Accept that life is messy and yet a divine gift.

We cannot know what we are to do for life lacks any discernible moral order.

Given life’s incoherence, all attempts to master life by our own efforts

are simply futile.

It is best to accept life’s small joys as they are offered; enjoy the transitory

whilst looking more deeply at life.

Death is our common fate, learn that fast.

Trust God, invest in that early.

These may be too downbeat for some. I find them tantalisingly therapeutic. They invite me to explore the everyday attitudes that shape my own experience of incompleteness. They insist that faith and mortality join hands.

So that is all that there is to say, is it?

No and yes. When it comes down to it, my friend the Gatherer does not live in my era. Whatever my many secular contemporaries may think I believe in the God of Resurrection who will bring in a new earth and a new heaven and so on. I don’t apologise for the ‘so on’. I am not dismissing all that Christians may believe about life beyond death. This is not about detail.

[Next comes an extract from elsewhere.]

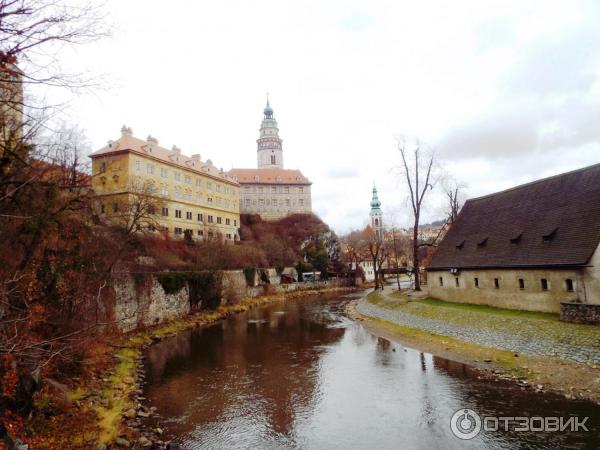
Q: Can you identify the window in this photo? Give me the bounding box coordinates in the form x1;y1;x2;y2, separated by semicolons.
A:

It is about an encounter between my faith in that God and the faith of the Gatherer in his God.

I cannot leave my friend. He speaks to my soul and provides me with a pathway to my own encounter with my God.

For he believes that all that is good in us and all that we do to enable human life to flourish is not lost but is embraced by God.

He could only live in his times. He could not take part in the enquiries set off by the arrival of the Christ. But indirectly he does make a contribution to those enquiries. In Christ he will be reconciled to God.

I have to the conclusion that Resurrection means Reconciliation and there will be a time when there will be a great Reconciliation – a time of accounting – when God will give an account of what he was up to and how we fitted into all of that and why every season has its time and the Gatherer will know his place in the universal work of God.